Search code examples
dataframejulialag

julia Handling time difference in dataframe


I have a dataframe with a date time column. As you can see below, I've managed to read it and even transform the date.

using CSV
using Dates
using DataFrames
using DataFramesMeta
csv = CSV.read(IOBuffer("""
date,Amount
2023-12-27 18:40,4
2023-12-27 18:45,254
2023-12-27 18:50,24
2023-12-27 18:55,24
2023-12-27 19:00,5
"""),DataFrame)
transform!(csv,[:date].=>ByRow(s->DateTime(s,dateformat"y-m-d H:M"))=>:date)

But I want to calculate the time difference between rows. I'm coming from R where I'd write:

df |> mutate(diff=date-lag(date)) # (etc)

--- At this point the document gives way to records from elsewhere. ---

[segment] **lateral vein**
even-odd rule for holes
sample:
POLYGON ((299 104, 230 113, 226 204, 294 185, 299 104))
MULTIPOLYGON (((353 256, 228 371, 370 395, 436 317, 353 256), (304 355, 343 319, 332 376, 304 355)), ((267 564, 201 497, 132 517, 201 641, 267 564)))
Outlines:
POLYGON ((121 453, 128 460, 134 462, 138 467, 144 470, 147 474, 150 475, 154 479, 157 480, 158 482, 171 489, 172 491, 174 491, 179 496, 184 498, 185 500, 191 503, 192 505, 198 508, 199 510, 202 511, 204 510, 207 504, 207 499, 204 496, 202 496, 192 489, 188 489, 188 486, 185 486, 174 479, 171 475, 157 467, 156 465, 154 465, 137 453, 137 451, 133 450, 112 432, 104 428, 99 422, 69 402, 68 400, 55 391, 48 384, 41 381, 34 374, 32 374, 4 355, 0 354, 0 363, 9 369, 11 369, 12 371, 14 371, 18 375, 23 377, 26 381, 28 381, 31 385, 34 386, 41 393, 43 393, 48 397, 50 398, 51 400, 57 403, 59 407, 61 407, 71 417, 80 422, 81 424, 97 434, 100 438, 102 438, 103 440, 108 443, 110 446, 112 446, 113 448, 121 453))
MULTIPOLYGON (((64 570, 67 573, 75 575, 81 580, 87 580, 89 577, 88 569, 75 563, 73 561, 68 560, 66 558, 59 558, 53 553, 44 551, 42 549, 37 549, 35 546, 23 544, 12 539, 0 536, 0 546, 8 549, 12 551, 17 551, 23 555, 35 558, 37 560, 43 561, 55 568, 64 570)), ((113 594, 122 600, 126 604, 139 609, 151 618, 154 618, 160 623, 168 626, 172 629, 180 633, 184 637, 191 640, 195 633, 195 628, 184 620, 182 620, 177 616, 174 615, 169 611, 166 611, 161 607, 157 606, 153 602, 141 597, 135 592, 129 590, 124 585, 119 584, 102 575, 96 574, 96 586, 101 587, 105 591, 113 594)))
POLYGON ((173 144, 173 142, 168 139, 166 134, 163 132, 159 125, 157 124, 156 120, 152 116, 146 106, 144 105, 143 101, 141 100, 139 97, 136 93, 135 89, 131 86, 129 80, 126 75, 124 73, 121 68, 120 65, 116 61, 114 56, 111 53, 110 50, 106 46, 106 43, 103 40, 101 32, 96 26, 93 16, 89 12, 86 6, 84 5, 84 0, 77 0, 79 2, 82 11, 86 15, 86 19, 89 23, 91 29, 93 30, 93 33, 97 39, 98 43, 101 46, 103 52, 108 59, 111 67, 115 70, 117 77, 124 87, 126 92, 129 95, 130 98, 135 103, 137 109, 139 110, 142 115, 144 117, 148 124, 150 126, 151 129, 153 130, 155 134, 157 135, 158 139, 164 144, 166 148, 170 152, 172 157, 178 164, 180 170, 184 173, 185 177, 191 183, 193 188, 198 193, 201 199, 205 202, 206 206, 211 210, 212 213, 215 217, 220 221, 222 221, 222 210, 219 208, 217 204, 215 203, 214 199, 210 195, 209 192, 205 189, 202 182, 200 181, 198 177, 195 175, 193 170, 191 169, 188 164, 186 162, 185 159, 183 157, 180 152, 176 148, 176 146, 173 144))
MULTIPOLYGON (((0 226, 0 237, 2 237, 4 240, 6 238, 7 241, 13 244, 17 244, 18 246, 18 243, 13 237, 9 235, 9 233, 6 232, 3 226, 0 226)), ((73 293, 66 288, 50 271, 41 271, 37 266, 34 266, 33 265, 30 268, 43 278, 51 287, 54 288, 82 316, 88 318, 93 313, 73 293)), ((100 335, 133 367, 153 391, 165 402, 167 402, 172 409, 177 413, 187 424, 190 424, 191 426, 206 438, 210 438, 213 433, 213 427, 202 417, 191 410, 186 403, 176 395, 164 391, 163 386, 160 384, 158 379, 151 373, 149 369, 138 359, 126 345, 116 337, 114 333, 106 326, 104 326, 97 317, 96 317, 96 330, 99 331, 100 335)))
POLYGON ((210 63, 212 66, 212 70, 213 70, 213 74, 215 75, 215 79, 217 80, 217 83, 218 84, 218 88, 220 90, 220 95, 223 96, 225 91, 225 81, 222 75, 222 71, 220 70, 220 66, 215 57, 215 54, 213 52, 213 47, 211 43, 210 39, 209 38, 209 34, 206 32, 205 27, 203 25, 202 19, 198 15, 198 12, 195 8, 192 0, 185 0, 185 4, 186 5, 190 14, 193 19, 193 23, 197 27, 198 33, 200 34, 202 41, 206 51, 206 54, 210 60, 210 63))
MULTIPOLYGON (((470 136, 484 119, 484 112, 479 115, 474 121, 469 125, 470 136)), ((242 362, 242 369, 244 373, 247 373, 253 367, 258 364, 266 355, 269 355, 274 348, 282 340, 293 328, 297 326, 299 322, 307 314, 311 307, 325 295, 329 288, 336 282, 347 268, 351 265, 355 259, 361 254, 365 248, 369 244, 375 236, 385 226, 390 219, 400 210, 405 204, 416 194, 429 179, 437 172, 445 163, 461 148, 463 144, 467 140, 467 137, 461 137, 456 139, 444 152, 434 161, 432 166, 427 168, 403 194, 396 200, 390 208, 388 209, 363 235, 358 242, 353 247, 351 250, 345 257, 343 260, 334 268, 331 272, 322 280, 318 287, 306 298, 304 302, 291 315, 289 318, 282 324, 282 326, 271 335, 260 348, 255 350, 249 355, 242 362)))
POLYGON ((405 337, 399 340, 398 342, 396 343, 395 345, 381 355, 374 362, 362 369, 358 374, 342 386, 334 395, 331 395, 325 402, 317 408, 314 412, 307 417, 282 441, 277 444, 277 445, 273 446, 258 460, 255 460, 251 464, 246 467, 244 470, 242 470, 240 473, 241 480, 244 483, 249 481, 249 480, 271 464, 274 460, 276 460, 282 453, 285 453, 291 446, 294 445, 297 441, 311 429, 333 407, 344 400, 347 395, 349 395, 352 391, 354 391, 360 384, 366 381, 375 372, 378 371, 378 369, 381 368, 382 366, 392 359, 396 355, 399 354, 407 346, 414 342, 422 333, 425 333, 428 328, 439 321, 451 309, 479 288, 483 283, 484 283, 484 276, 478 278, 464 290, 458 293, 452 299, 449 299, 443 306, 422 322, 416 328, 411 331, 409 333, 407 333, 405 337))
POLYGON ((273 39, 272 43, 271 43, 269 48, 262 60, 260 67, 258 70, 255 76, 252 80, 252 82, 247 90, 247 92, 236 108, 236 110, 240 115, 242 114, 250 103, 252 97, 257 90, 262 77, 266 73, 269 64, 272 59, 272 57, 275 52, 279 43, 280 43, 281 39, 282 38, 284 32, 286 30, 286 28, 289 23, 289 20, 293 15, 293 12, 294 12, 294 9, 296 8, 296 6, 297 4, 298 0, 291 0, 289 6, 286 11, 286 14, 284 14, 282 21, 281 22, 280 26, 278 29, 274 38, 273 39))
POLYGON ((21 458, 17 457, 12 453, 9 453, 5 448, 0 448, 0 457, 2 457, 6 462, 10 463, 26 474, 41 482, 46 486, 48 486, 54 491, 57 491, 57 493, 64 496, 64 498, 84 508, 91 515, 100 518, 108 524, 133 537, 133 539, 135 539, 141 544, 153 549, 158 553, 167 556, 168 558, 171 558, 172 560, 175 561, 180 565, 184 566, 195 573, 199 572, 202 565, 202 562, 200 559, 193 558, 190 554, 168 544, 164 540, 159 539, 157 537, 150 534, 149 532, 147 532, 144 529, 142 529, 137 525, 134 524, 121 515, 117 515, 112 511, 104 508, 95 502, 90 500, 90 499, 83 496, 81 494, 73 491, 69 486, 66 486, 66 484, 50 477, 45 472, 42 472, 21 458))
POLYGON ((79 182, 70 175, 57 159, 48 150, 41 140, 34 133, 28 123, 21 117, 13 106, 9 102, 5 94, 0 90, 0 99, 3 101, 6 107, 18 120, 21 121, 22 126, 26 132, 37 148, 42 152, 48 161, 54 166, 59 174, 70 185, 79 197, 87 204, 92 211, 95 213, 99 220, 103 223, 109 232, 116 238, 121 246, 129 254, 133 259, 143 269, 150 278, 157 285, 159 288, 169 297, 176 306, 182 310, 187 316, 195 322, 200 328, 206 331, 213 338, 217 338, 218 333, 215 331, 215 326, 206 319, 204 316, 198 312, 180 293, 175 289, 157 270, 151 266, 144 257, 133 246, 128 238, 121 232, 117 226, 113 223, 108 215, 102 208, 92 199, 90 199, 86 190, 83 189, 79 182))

I've no idea how to do this in Julia. I figure it's another transform, but the lag has got me bamboozled! Any help appreciated


Solution

  • How about:

    csv.diff = vcat([0],[csv.date[i]-csv.date[i-1] for i=2:length(csv.date)])
    

    This adds a new column called diff into the DataFrame csv that is the difference between each successive row, initializing the first one as zero because there is no row before it to compare (but you could also define that differently if you want to).